Al celebrarse el martes las últimas elecciones internas, varios superdelegados clave que seguían apoyándola –entre ellos figuras como el ex vicepresidente Walter Mondale y el legislador federal Charles Rangel– la convencieron de que el fin había llegado.
La última fase de la competencia entre demócratas fue cada vez más conflictiva y los simpatizantes de ambos candidatos mostraban un antagonismo que se aproximaba al odio. Esto alarmó a los líderes demócratas pues encuestas registraban que muchos simpatizantes no votarían por el otro candidato en la elección general.
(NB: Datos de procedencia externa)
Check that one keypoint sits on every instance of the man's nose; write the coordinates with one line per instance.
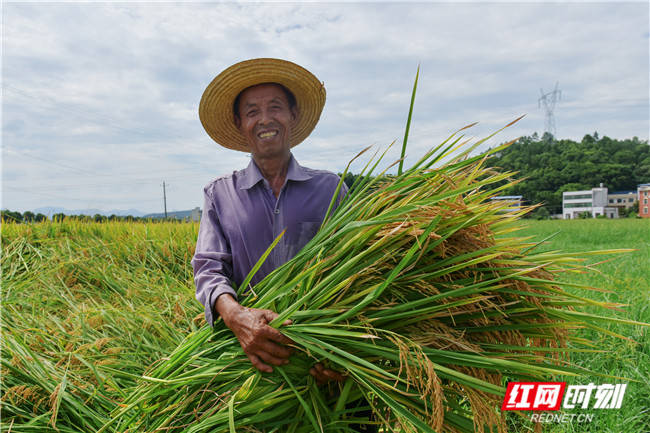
(265, 116)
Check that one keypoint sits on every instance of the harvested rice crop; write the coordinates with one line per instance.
(416, 288)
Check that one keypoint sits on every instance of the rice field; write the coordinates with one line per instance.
(87, 308)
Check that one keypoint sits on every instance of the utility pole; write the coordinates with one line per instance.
(165, 199)
(549, 100)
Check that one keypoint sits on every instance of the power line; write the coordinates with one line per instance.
(549, 100)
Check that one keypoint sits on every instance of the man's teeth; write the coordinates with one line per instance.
(267, 134)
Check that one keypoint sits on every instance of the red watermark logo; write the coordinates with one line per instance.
(547, 396)
(533, 396)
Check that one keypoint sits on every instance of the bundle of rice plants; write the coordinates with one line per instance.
(417, 288)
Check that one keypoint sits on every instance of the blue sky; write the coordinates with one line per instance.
(100, 100)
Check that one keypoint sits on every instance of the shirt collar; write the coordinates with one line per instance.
(251, 175)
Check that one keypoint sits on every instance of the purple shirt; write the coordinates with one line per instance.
(241, 218)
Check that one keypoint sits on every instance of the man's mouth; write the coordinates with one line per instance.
(267, 134)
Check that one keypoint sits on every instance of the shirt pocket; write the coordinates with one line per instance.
(300, 234)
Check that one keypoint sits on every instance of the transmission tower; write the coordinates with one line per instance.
(549, 100)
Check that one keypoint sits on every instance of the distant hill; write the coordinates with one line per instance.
(182, 214)
(50, 210)
(549, 166)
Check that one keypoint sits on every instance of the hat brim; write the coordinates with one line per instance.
(216, 107)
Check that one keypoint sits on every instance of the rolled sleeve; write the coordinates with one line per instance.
(212, 261)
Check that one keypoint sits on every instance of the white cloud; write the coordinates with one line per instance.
(112, 89)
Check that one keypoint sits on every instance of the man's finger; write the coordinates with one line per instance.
(269, 315)
(275, 335)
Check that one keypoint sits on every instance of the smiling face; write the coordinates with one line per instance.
(265, 118)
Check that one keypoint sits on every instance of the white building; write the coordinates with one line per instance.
(593, 201)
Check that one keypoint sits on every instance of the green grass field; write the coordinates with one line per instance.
(87, 308)
(626, 279)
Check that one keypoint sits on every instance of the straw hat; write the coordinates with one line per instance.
(216, 107)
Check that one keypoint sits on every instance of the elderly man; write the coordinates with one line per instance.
(262, 107)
Pero la polarización no giraba finalmente en torno a posiciones enfrentadas ya que no hay marcadas diferencias entre las propuestas políticas de cada uno. Ambos dicen buscar el retiro de tropas de Irak lo más pronto posible, promover una reforma amplia de salud, otra de migración, reparar la política exterior y promover una recuperación económica.
También muestran la misma flexibilidad “pragmática” para cambiar de opinión: ella votó por autorizar la guerra en Irak que ahora denuncia y los dos han votado varias veces por financiarla, aunque ahora expresan oposición; votaron en favor del muro fronterizo con México que ahora denuncian; Clinton y su marido promovieron el Tratado de Libre Comercio de América del Norte y Obama apoyó el acuerdo de libre comercio con Perú, pero ahora dicen favorecer la renegociación del Tratado de Libre Comercio con México y revaluar los otros acuerdos.
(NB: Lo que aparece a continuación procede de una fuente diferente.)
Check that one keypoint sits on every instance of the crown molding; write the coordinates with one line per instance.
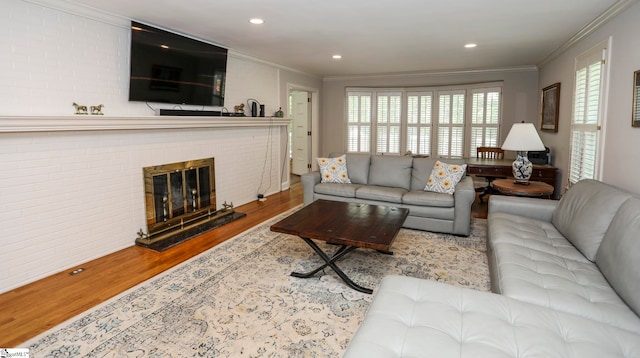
(432, 73)
(613, 11)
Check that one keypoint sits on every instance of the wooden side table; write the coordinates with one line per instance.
(534, 189)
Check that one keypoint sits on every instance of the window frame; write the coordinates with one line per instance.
(585, 60)
(432, 127)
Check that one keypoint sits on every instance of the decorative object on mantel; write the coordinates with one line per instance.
(97, 109)
(254, 103)
(550, 108)
(239, 109)
(80, 109)
(635, 111)
(522, 138)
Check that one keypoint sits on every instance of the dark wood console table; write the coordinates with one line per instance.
(501, 168)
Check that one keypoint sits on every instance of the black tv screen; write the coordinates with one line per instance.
(170, 68)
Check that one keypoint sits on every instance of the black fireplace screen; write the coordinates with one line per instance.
(178, 193)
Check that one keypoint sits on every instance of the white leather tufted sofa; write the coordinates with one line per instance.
(566, 282)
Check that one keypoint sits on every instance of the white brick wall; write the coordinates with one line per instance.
(69, 197)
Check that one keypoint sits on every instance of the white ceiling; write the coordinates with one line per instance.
(375, 36)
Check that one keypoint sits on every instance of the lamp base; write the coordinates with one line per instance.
(521, 182)
(522, 168)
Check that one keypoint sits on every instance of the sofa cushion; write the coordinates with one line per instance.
(334, 170)
(342, 190)
(529, 233)
(357, 166)
(391, 171)
(444, 177)
(585, 212)
(619, 254)
(380, 193)
(412, 317)
(427, 198)
(420, 172)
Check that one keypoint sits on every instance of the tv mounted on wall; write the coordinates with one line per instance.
(170, 68)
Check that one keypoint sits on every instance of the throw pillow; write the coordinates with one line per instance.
(334, 170)
(444, 177)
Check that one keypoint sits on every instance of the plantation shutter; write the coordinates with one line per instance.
(586, 118)
(450, 131)
(388, 123)
(359, 122)
(485, 118)
(419, 107)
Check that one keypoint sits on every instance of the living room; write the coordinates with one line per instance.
(72, 53)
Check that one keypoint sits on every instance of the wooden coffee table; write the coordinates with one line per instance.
(349, 225)
(533, 188)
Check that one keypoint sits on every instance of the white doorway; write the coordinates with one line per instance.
(301, 113)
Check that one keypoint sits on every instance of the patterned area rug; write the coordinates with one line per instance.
(238, 299)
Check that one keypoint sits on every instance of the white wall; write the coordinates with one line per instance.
(69, 197)
(520, 98)
(620, 142)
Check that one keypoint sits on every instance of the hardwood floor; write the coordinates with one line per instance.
(34, 308)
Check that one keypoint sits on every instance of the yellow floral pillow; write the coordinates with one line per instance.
(444, 177)
(334, 170)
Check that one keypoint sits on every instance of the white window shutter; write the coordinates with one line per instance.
(451, 119)
(586, 121)
(419, 111)
(359, 122)
(388, 122)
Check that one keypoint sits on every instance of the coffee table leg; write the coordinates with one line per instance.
(329, 261)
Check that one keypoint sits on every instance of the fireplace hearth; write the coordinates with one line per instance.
(180, 201)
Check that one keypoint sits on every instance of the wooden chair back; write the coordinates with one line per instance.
(489, 153)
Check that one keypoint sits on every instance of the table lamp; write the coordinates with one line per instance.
(522, 138)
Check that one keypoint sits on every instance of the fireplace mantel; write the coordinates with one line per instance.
(17, 124)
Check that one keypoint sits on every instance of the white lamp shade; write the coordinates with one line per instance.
(523, 137)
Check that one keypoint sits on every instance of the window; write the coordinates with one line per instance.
(586, 119)
(485, 118)
(359, 122)
(447, 122)
(388, 123)
(450, 124)
(419, 109)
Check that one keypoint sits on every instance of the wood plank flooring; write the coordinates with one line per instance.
(34, 308)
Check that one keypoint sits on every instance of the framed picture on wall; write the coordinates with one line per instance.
(550, 108)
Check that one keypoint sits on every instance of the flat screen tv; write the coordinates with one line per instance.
(170, 68)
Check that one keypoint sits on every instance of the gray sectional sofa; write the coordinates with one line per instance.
(399, 181)
(566, 282)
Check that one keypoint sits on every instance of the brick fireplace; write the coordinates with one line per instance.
(180, 202)
(75, 190)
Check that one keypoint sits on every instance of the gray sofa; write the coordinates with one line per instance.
(399, 181)
(566, 282)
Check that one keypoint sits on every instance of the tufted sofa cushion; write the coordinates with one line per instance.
(532, 262)
(411, 317)
(585, 212)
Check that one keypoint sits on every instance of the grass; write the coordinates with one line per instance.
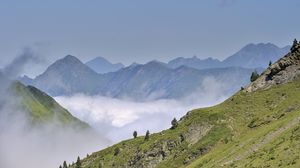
(42, 108)
(258, 129)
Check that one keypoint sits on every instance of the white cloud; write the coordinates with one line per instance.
(118, 118)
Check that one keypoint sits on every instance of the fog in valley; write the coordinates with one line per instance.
(112, 119)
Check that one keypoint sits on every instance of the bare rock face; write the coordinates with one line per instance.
(284, 70)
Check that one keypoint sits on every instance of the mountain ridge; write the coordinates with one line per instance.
(101, 65)
(250, 129)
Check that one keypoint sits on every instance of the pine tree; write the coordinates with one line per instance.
(65, 164)
(78, 163)
(134, 134)
(295, 42)
(117, 151)
(174, 123)
(254, 76)
(147, 135)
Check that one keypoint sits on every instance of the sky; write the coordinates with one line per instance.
(142, 30)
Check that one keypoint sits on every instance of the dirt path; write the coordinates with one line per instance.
(269, 137)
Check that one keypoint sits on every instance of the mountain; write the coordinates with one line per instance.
(195, 62)
(43, 109)
(253, 128)
(66, 76)
(256, 55)
(250, 56)
(101, 65)
(149, 81)
(155, 80)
Pero resulta que aparentemente sí hay una diferencia que está registrada en las encuestas, de la cual muchos políticos prefieren no decir mucho: Clinton es blanca y Obama negro (una mitad: su madre es blanca de Texas, su padre africano de Kenia). O sea, el racismo como factor electoral.
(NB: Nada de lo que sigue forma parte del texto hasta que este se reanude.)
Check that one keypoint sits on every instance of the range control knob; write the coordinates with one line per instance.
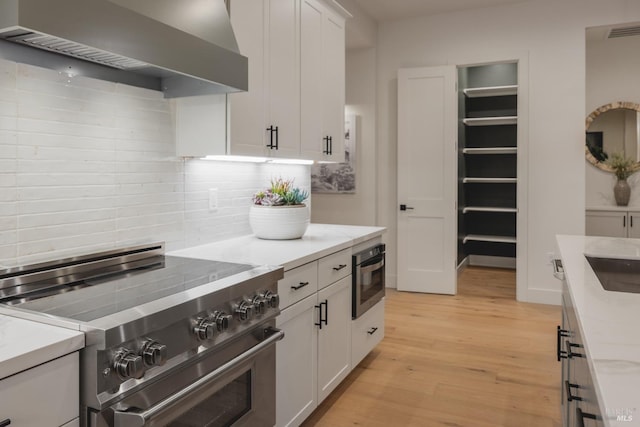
(273, 300)
(260, 304)
(153, 353)
(244, 311)
(128, 364)
(223, 320)
(204, 328)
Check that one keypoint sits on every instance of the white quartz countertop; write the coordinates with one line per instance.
(609, 323)
(318, 241)
(25, 344)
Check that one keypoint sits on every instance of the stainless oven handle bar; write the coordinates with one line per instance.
(371, 268)
(140, 419)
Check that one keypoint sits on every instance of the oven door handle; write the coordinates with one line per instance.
(136, 418)
(371, 268)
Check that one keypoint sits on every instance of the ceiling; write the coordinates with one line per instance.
(394, 10)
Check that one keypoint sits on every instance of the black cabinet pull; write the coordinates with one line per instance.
(570, 353)
(580, 416)
(570, 397)
(326, 149)
(301, 285)
(326, 312)
(325, 303)
(561, 333)
(273, 142)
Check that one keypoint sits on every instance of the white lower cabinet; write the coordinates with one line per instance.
(44, 396)
(315, 354)
(334, 336)
(296, 363)
(366, 332)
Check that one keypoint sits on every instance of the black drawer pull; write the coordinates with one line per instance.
(570, 397)
(561, 333)
(301, 285)
(580, 416)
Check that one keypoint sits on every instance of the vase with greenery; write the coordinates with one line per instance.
(623, 167)
(279, 212)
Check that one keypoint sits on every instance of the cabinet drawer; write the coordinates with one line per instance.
(46, 395)
(334, 267)
(298, 283)
(366, 332)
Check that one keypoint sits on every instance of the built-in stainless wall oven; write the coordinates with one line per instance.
(368, 278)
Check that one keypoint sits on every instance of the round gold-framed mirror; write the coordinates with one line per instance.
(613, 128)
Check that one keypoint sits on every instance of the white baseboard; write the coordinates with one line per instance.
(544, 296)
(492, 261)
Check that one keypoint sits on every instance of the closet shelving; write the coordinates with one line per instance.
(489, 154)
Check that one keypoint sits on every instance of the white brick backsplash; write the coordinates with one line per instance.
(88, 165)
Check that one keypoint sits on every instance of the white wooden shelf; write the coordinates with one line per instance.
(486, 209)
(480, 92)
(489, 180)
(491, 150)
(486, 238)
(491, 121)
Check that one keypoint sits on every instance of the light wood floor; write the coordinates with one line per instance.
(479, 358)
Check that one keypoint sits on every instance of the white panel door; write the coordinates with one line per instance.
(283, 76)
(427, 174)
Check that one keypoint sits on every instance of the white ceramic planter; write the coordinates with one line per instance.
(279, 222)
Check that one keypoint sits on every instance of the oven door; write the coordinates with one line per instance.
(368, 284)
(233, 386)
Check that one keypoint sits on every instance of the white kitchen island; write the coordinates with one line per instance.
(609, 325)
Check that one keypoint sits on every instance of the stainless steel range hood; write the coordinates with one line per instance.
(180, 47)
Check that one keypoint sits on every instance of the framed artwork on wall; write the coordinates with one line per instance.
(338, 178)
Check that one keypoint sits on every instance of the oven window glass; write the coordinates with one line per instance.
(223, 408)
(371, 279)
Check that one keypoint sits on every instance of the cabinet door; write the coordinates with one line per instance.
(247, 109)
(311, 80)
(633, 225)
(606, 223)
(333, 61)
(283, 76)
(296, 363)
(334, 339)
(46, 395)
(322, 75)
(366, 332)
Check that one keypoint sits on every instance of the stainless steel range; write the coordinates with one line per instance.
(169, 340)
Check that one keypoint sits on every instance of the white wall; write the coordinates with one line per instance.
(552, 35)
(611, 75)
(358, 208)
(87, 165)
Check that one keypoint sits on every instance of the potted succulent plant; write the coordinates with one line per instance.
(279, 212)
(623, 167)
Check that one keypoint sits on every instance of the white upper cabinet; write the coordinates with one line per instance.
(322, 76)
(265, 120)
(294, 107)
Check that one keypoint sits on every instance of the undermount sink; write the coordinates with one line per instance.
(617, 274)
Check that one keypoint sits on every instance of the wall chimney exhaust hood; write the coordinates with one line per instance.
(179, 47)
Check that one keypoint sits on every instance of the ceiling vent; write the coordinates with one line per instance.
(624, 32)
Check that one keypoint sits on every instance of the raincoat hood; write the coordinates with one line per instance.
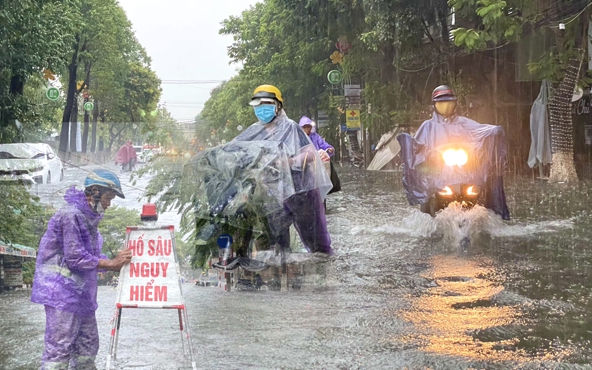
(78, 199)
(304, 121)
Las encuestas registran parte de este fenómeno, con porcentajes elevados en algunos lugares que declaran que “la raza” sí es factor en el voto. Clinton, en su desesperación final, promovió esto al repetir una y otra vez que tenía el apoyo del trabajador “blanco”, para dar a entender que la elección general no podría ganarse sin ese sector y que Obama no contaba con él por ser, pues, negro.
Todo esto ha creado heridas dentro y fuera del partido, y en parte por eso los líderes deseaban concluir la lucha interna lo antes posible para atender las “vulnerabilidades” que enfrenta Obama dentro y fuera de los demócratas.
Aunque los demócratas cuentan con la gran ventaja de no ser del partido de George W. Bush, “la presidencia más desastrosa de los tiempos modernos” –como lo define un editorial del New York Times–, ahora enfrentan el desafío de convencer al electorado de que el cambio deseado será más que sólo palabras (aun si son tan talentosamente empleadas por alguien como Obama) y que la raza del próximo presidente no es factor clave para determinar el futuro inmediato del último superpoder.